Milliyetçiliğin her türlüsünü bilirim, siyasal olanı, etnik olanı, kültürel milliyetçiliği ve hatta ırkçılığı. Benim ve benim gibilerin kafasında hep dil, tarih ve kültür birlikteliği olan bir milliyetçilik anlayışı vardır.
Milliyetçiliğin ayaklar altına alınacak bir türü belki olabilir ama dil birliğimizi, tarih birliğimizi ve paylaştığımız kültürü nereye sığdıracağız, nasıl yok sayacağız.Faizin her türlüsü ayaklarımın altındadır dersen alnından öperiz. Milliyetçiliğin her türlüsü ayaklarımın altındadır. Yok ya!

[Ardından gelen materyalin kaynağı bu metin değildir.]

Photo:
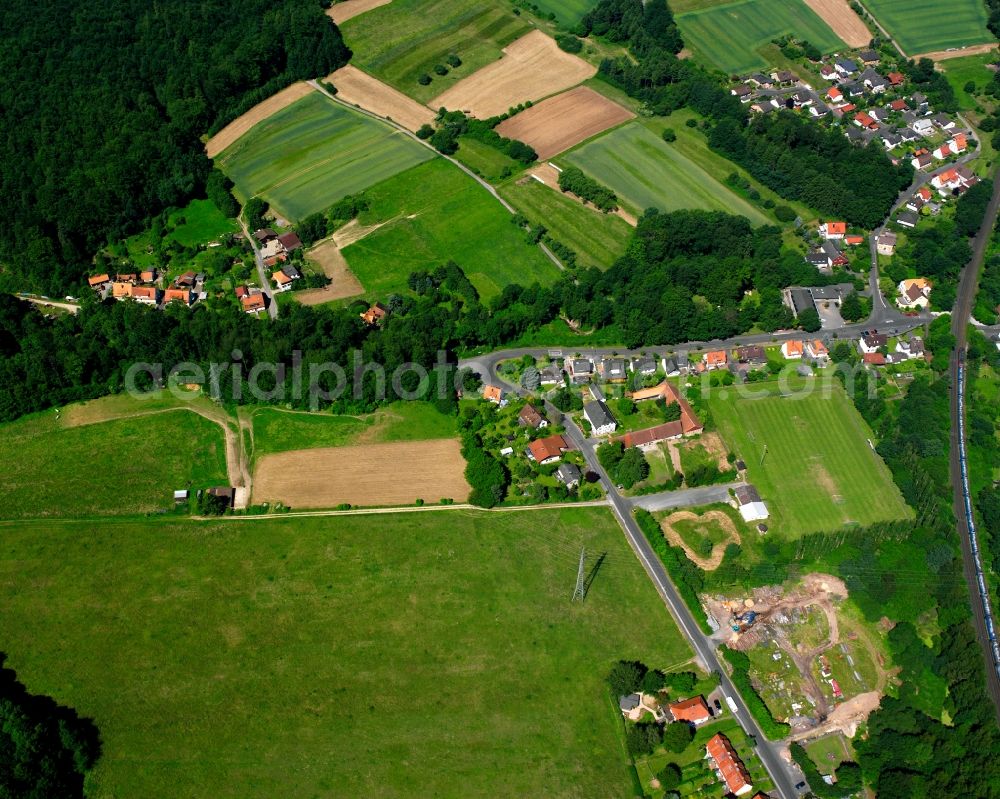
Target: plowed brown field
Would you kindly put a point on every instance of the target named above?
(361, 89)
(397, 473)
(532, 67)
(560, 122)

Atatürk ilke ve inkılaplarına bağlı kalacağıma yemin edebilirim. Ayaklar altına alınan milliyetçiliğin, altı ilkeden biri olduğunu biliyor, Atatürk’e ve ilkelerine saygı duyuyorum.

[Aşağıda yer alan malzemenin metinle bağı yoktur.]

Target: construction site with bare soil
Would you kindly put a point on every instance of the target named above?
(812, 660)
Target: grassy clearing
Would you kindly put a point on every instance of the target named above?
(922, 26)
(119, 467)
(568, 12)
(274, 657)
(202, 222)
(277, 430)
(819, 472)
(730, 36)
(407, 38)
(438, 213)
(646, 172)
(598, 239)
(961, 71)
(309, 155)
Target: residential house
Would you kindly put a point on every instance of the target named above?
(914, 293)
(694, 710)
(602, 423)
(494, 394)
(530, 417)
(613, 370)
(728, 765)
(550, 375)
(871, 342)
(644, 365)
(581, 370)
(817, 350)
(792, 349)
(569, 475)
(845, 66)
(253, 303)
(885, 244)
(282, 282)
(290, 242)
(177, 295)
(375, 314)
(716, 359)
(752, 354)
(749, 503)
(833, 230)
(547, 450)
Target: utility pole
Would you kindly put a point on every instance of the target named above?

Yurdun dört yanında milletin parasıyla, belediye işçilerine pankart astırılıyor.
“Milli Güç, Milli İrade”
Milli güç, bir ulusun milli hedeflerine ulaşabilmek amacıyla kullanabileceği maddi ve manevi kaynaklara denir.
Ülkenin genel fotoğrafına bakınca milli gücün kapsamlı bir biçimde kullanılmadığı ayrıca şahsi menfaatlere alet edildiği açık beyan ortaya çıkıyor. Milli güçten bahsetmek için biraz geç kaldınız.
Milli İrade, ulusça kullanılan ve hiçbir gücün etkileyemeyeceği kuvvettir. Sanıyorum cümle pek doyurucu gelmedi, birinci ağızdan en doğru izahı yapalım.
M. Kemal Atatürk diyor ki,
İki Mustafa Kemal vardır: Biri benim, et ve kemikten, geçici Mustafa Kemal…
Diğeri ölümsüz Mustafa Kemal… Onu “ben” kelimesiyle anlatamam; o, ben değildir, o bizdir! O, ülkemizin her köşesinde yeni fikir ve yeni hayat için, büyük ülkü için uğraşan aydın ve savaşçı bir topluluktur. Ben, onların rüyasıyım sadece. Benim girişimlerim, onların özlemini çektikleri şeyleri tatmin içindir.
Atatürk, Milli İrade açıklamasını en net şekliyle gözler önüne seriyor. Paragrafta bahsettiği insanlar bir torba kömür ile kandırılamayacak kadar zeki, bir paket makarnaya tav olmayacak kadar gözü tok insanlardı. Kendisinin olanı lütuf saydırdığınız inanların günahının vebalini nasıl ödeyeceksiniz.
“Milli Güç, Milli İrade” güzel bir pankart olmuş ama sahibine üç beş beden büyük gelmiş.
Atatürk bir taneydi, tarih sayfalarına altın harflerle geçti, vatandaşını tokatlayan lider olarak değil düşmanı tokatlayan asker olarak, halkın tamamını kucaklayan ve milli mücadeleye davet eden lider olarak anılır, halkın yarısını evde zor zapt eden lider olarak değil. Bağışları, yetiştirdiği gençlerle anılan bir liderdi, yolsuzluk dosyaları ile anılan Karun gibi bir aile reisi olarak değil.
Bir de Milli İrade gazetesi vardı, işgal altındaki Anadolu’nun 1919’da başlayan Kurtuluş mücadelesinin ilk yayın organı. Sivas Kongresi’nde alınan kararla yayın hayatına başlamış ve halkı top yekûn vatan müdafaasına çağıran bir gazeteydi. Her gün ne tür yalan haber üreteceğim diye saçmalayan, yaptığı yalan haberlerden utanmayan, satılmış kalemlerle dolu kâğıt müsveddesi değil.
Bu yazıyı yazmadan önce, cumhurbaşkanlığı seçiminde “milli güç milli irade” pankartının sahibine oy vereceğim diyen birkaç tanıdığa, pankartın anlamını sordum. Dinledim ve güldüm, inanın bilmek istemezsiniz. Böyle adaya böyle seçmen, daha ne diyeyim.